Crocidura grandiceps, commonly known as the large-headed forest shrew or the large-headed white-toothed shrew, is a species of mammal in the family Soricidae. It is found in Benin, Ivory Coast, Ghana, Guinea, Liberia, Nigeria, and Togo. Its natural habitat is subtropical or tropical moist lowland forests. It is threatened by habitat loss due to agriculture and aquaculture as well as logging and wood harvesting. To increase habitat protection for C. grandiceps, in-place land/water protection conservation actions are in place. The vernacular name large-headed shrew is sometimes applied to C. grandiceps but has also been used for the entire related genus Paracrocidura. The IUCN List categorizes C. grandiceps as least concern as of 2024.

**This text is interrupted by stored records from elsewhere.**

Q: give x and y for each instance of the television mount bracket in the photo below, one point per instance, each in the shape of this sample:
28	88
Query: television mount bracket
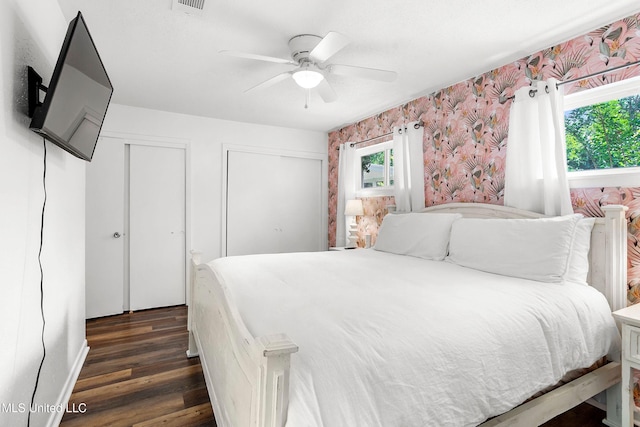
35	86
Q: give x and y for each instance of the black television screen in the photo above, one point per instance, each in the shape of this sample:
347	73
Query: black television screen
78	95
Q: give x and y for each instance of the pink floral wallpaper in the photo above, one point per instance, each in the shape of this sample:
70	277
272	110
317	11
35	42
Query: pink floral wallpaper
466	131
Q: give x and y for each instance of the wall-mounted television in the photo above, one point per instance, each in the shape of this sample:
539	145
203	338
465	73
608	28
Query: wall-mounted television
78	95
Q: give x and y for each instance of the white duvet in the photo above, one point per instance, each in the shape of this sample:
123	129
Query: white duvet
390	340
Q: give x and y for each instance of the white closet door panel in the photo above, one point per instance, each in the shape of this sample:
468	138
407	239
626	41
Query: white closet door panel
301	184
252	209
104	217
157	224
274	203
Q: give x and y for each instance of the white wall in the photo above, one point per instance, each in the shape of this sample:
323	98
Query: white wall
206	137
31	33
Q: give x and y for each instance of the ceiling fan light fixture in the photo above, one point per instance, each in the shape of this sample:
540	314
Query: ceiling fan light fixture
307	79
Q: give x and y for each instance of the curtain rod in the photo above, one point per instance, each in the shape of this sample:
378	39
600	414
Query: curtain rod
415	126
588	76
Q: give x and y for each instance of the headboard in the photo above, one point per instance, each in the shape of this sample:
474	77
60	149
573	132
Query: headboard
608	253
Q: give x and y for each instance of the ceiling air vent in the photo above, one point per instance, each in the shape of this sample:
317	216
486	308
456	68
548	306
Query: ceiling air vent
192	7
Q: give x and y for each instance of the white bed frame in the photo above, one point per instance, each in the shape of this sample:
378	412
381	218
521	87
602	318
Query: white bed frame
248	377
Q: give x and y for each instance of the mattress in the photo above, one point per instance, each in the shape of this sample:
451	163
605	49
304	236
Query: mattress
391	340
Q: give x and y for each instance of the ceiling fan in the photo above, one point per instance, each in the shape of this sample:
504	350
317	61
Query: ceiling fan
309	54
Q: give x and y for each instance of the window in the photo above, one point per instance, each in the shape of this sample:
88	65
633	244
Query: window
375	164
602	127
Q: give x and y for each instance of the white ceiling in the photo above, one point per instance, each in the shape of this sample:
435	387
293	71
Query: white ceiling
166	60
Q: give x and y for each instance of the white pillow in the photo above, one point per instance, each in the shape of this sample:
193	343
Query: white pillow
535	249
423	235
579	259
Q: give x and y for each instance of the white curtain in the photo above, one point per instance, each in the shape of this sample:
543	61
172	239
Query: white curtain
408	168
536	165
346	189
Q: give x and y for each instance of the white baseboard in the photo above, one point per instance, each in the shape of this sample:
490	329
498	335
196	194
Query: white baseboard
65	394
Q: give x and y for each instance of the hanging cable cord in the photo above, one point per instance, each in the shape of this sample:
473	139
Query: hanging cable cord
532	92
44	348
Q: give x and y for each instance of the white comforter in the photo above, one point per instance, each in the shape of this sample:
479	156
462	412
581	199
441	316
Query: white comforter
390	340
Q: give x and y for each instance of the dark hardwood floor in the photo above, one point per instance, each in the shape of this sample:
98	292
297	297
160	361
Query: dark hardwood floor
137	374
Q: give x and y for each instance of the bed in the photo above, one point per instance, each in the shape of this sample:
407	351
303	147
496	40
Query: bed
429	328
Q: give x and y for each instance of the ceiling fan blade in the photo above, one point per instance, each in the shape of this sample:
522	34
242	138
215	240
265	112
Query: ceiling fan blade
363	73
328	46
270	82
326	92
257	57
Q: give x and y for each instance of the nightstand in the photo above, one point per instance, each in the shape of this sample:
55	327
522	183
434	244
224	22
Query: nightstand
629	317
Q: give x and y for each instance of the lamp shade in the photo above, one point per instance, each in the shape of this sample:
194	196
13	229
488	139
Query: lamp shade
307	79
354	207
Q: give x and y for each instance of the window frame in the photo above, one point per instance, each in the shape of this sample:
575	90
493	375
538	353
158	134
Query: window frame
387	190
615	177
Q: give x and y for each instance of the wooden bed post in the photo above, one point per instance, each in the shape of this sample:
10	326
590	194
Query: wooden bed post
616	286
274	379
196	258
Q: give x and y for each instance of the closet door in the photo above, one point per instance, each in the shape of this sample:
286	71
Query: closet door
157	227
104	262
273	203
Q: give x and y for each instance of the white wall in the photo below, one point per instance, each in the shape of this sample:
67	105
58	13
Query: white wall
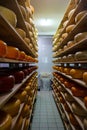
45	54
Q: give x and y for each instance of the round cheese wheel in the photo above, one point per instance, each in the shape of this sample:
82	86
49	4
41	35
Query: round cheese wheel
77	109
65	23
12	52
23	10
70	57
85	101
22	55
81	55
18	124
3	48
79	91
70	28
21	32
73	119
6	83
85	123
21	95
5	121
80	36
12	106
67	71
27	40
64	35
85	77
80	15
26	111
71	13
68	97
70	43
9	15
76	73
66	107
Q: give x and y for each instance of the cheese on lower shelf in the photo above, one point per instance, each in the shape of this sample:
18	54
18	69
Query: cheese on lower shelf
12	106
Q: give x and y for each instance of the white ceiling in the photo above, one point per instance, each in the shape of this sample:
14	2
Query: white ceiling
50	10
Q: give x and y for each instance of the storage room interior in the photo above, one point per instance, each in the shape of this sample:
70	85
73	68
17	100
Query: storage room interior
43	65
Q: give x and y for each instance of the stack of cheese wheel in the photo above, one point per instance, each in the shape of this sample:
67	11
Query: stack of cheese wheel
24	13
71	13
6	83
79	91
18	124
81	55
69	28
73	121
3	48
9	15
12	106
80	15
78	110
22	95
68	97
21	32
77	73
12	53
5	121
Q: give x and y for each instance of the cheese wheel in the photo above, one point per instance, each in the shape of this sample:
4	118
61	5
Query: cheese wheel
76	73
23	10
22	55
5	121
12	106
9	15
6	83
19	76
77	109
26	124
78	91
70	28
85	101
85	123
3	48
64	35
71	13
21	95
27	40
70	57
85	77
73	119
68	97
80	15
12	52
80	36
70	43
81	55
18	124
67	71
26	111
21	32
65	23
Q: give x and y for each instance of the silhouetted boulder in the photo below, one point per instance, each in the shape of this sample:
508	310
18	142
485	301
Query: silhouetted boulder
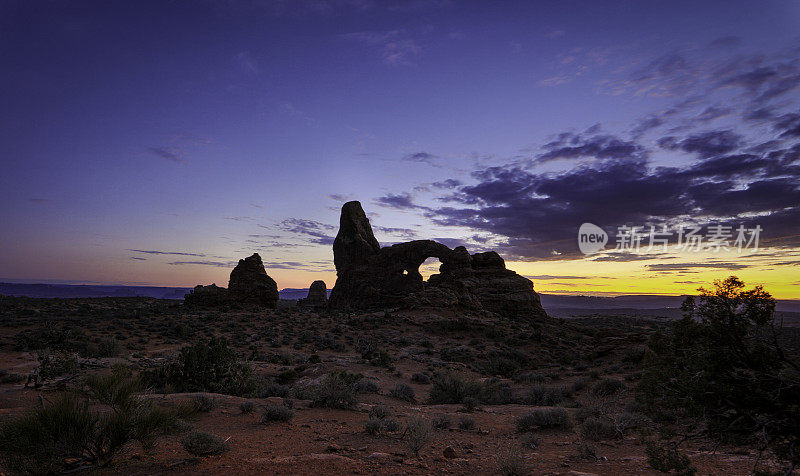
369	276
317	295
208	296
250	283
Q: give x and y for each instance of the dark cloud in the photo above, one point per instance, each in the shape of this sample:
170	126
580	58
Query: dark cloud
538	214
449	183
401	201
788	125
406	232
168	153
576	146
705	144
691	266
176	253
319	232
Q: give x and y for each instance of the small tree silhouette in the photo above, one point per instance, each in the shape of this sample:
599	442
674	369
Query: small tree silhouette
723	364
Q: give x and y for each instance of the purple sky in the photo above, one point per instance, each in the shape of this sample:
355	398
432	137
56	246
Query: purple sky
158	142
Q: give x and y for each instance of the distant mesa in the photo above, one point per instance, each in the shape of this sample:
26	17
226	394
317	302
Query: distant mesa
369	276
317	295
249	283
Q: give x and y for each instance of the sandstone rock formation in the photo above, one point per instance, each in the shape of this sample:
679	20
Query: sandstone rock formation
317	295
370	276
249	283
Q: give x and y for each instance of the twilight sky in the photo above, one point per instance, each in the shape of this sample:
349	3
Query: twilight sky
157	142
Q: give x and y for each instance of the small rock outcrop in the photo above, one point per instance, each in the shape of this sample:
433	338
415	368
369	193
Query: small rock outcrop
370	276
317	295
249	283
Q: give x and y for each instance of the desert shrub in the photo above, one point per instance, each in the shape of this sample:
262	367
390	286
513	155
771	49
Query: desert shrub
418	435
441	422
403	392
635	355
366	386
512	463
6	377
607	387
379	412
198	443
450	387
596	429
337	390
668	460
579	384
247	407
466	423
390	424
587	451
286	376
276	413
421	378
67	434
543	418
471	404
55	364
629	420
544	395
209	366
204	403
273	390
373	426
581	414
722	365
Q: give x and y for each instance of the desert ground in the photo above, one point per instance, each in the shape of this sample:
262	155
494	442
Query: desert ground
589	367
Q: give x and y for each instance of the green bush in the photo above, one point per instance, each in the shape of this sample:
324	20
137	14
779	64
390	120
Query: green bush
722	365
450	387
379	412
204	403
373	426
209	366
543	418
403	392
543	395
441	422
608	387
596	429
337	390
198	443
418	435
66	433
512	463
466	423
421	378
668	460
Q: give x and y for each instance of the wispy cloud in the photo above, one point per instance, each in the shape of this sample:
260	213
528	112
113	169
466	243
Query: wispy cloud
246	63
216	264
168	153
395	47
175	253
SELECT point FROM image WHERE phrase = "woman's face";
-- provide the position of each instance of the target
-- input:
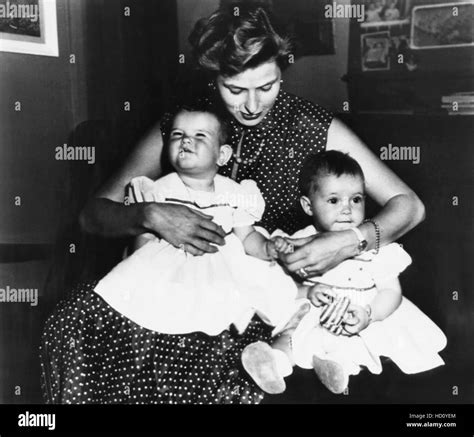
(250, 95)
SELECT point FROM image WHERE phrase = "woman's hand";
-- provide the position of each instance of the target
(357, 321)
(184, 227)
(321, 253)
(277, 246)
(320, 294)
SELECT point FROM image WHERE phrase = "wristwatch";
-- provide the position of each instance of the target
(362, 241)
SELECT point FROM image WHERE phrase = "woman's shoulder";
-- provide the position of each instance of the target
(304, 111)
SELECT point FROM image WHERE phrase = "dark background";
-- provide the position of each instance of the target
(136, 59)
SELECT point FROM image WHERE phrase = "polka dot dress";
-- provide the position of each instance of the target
(92, 354)
(272, 154)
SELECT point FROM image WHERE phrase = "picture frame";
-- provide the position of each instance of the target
(29, 27)
(436, 26)
(375, 51)
(385, 13)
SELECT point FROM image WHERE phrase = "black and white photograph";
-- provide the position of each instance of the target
(29, 26)
(375, 50)
(243, 203)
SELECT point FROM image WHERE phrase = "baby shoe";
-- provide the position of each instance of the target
(331, 374)
(262, 363)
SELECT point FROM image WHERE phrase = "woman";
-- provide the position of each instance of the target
(92, 354)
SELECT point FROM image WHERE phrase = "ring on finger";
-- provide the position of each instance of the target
(302, 272)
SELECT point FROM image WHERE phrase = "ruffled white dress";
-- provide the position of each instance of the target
(407, 336)
(167, 290)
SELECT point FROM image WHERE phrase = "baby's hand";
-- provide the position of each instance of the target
(278, 245)
(356, 320)
(320, 294)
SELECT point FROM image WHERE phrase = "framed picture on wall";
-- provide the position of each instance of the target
(29, 26)
(375, 51)
(443, 25)
(379, 13)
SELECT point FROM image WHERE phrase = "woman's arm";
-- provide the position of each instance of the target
(255, 244)
(402, 209)
(106, 214)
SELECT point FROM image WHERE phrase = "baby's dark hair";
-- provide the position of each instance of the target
(237, 37)
(224, 127)
(331, 162)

An adult C. grandiceps is smaller than the size of a human hand and are typically covered in light brown fur. These animals are omnivores as they will eat both plants as well as other animals. The diet of the C. grandiceps consists of a variety of insects, bugs, spiders, beetles, worms, certain fungi and vegetables, and occasionally other small mammals.